This paper addresses the challenge of tracing cross-ecosystem propagation of security vulnerabilities in open-source software ecosystems. We systematically characterize the topological structure and temporal dynamics of over 84,000 CVEs across 28 major package ecosystems. Leveraging multi-source CVE data and dependency graphs, we construct a cross-ecosystem propagation network and apply graph-based modeling alongside statistical association analysis. Our findings reveal that vulnerability propagation exhibits strong nonlinearity, long median delays (127 days), and weak dependence on ecosystem size—challenging the prevailing assumption that larger ecosystems propagate vulnerabilities faster. We identify GitHub, Debian, and Ubuntu as critical hub nodes and quantify the empirical distribution of propagation delays. This work provides the first large-scale empirical foundation and methodological framework to support coordinated, cross-ecosystem vulnerability response mechanisms.

The paper presents a traceability analysis of how over 84 thousand vulnerabilities have propagated across 28 open source software ecosystems. According to the results, the propagation sequences have been complex in general, although GitHub, Debian, and Ubuntu stand out.
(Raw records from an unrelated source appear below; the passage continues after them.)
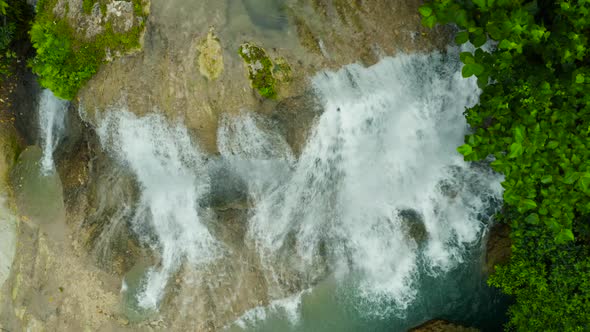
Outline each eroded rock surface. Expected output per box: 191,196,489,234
409,319,480,332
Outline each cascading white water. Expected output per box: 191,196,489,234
97,110,219,309
218,111,295,195
38,89,69,175
219,52,504,318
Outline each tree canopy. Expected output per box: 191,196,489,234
420,0,590,330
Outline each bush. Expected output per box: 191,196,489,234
29,21,99,99
0,0,33,80
420,0,590,330
30,0,146,100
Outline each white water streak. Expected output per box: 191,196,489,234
221,52,503,314
97,110,219,309
38,89,69,175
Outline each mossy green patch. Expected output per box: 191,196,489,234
82,0,96,14
30,0,148,100
238,42,277,99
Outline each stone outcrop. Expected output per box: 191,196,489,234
52,0,147,39
198,28,224,81
484,223,511,275
409,319,480,332
78,0,449,154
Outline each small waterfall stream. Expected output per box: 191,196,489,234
97,110,219,309
38,89,69,175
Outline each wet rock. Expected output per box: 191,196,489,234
409,319,480,332
198,28,224,81
10,146,66,226
242,0,288,30
484,223,511,275
400,209,427,244
271,93,321,155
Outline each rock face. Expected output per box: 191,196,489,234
52,0,147,39
484,223,511,275
409,319,480,332
78,0,449,154
198,28,224,81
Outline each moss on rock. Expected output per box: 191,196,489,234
30,0,148,100
238,42,277,99
197,28,224,81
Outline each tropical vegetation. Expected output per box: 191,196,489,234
30,0,146,100
420,0,590,330
0,0,33,80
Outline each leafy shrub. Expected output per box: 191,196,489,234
0,0,33,81
30,0,146,100
29,20,102,99
420,0,590,330
82,0,96,14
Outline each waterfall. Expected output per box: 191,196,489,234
220,52,504,319
38,89,69,175
97,110,219,309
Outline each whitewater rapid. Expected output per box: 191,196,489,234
97,111,219,309
95,51,503,321
220,51,503,319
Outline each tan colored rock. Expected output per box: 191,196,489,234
78,0,447,155
198,28,224,81
106,1,136,33
484,223,511,274
409,319,480,332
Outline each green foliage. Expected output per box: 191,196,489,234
0,0,33,81
29,21,99,100
82,0,96,14
488,225,590,331
420,0,590,330
30,0,146,100
238,43,277,99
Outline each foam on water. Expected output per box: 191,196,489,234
38,89,69,175
97,110,218,309
221,52,503,315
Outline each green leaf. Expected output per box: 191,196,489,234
563,171,580,185
541,175,553,184
457,144,473,156
525,213,539,225
423,15,437,28
508,142,524,158
460,52,475,64
514,126,525,143
518,199,537,212
547,141,559,149
576,74,585,84
578,173,590,194
455,31,469,44
555,229,574,243
462,63,484,77
473,0,487,9
471,33,487,47
418,5,433,17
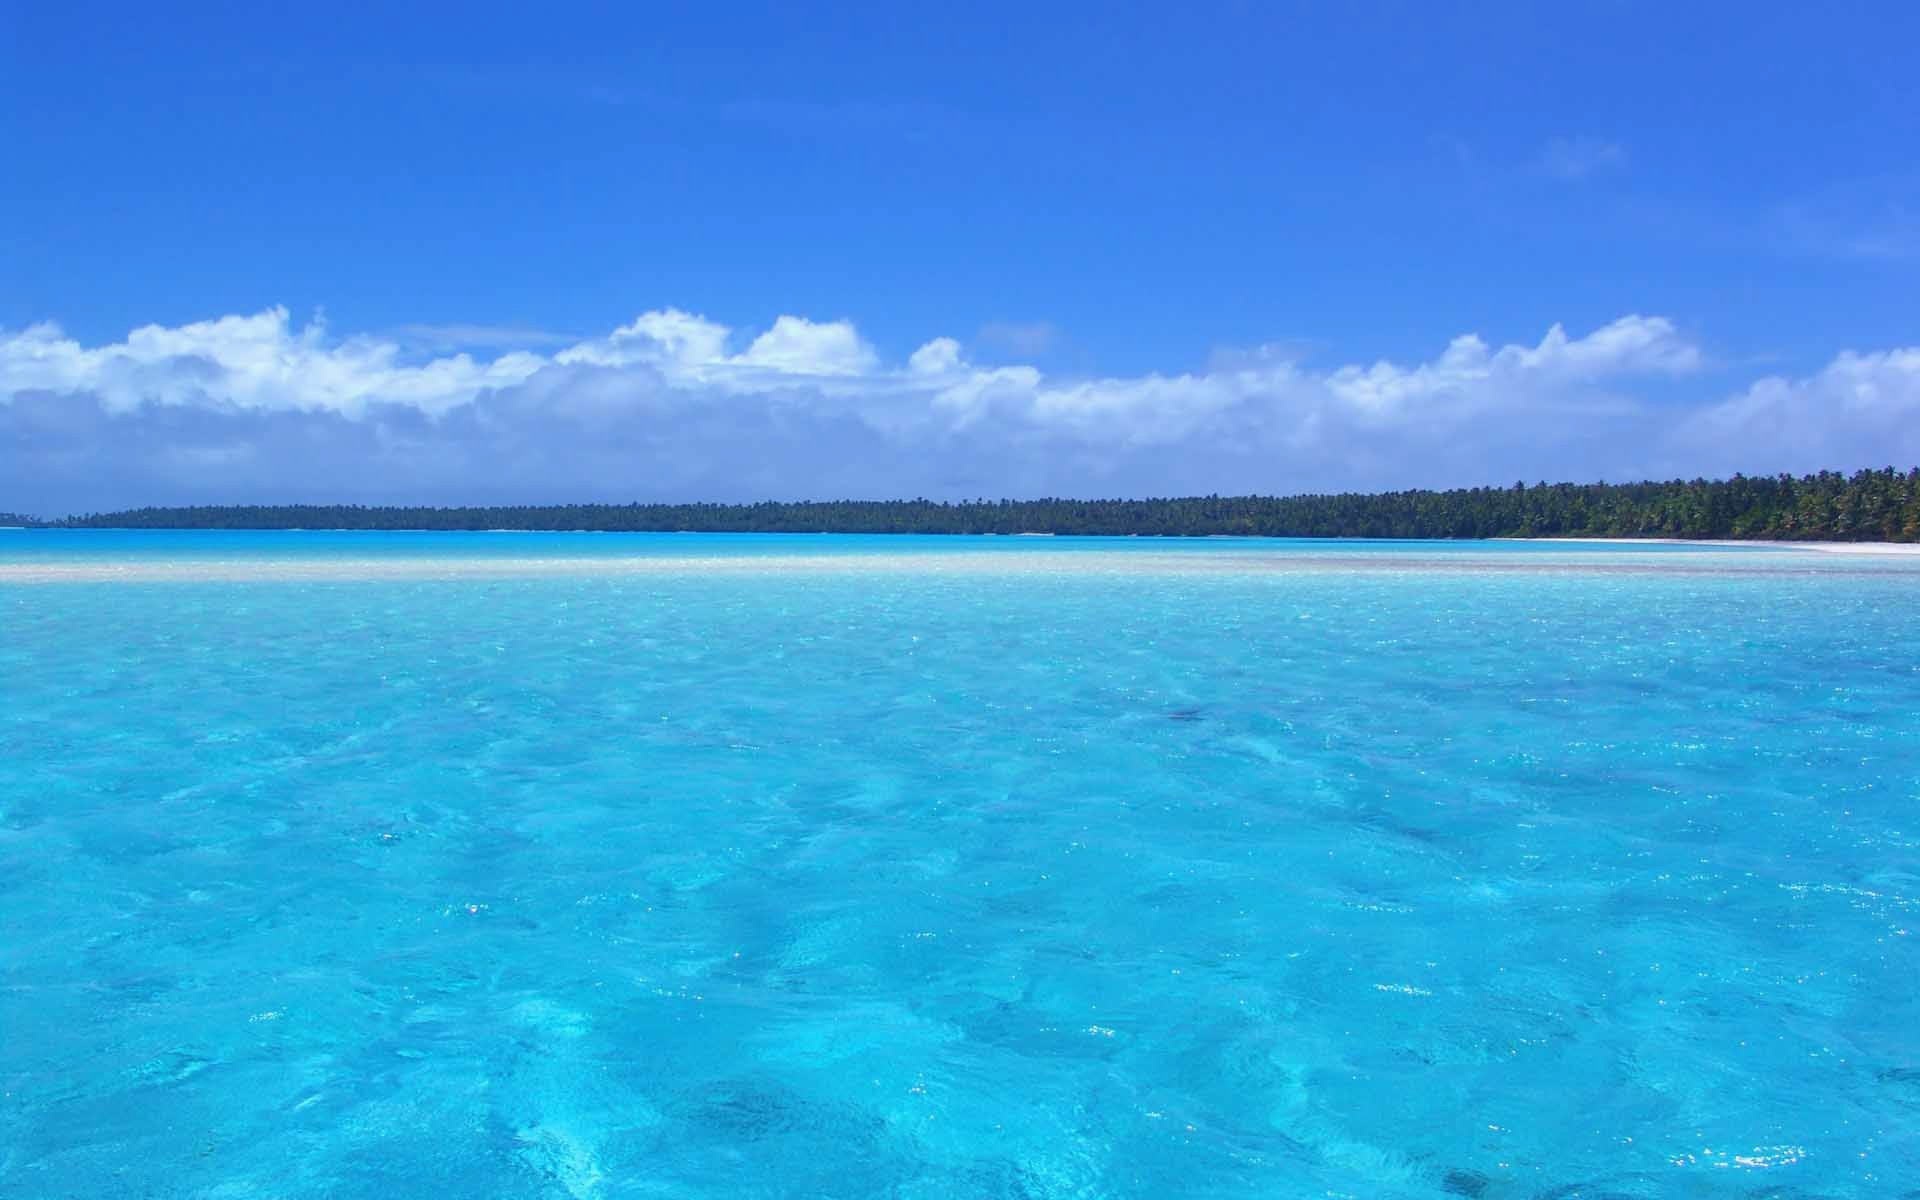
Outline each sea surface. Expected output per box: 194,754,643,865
2,532,1917,1198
Furthermore, the associated propagation delays have been lengthy, and these do not correlate well with the number of ecosystems involved in the associated sequences. Nor does the presence or absence of particularly ecosystems in the sequences yield clear, interpretable patterns. With these results, the paper contributes to the overlapping knowledge bases about software ecosystems, traceability, and vulnerabilities.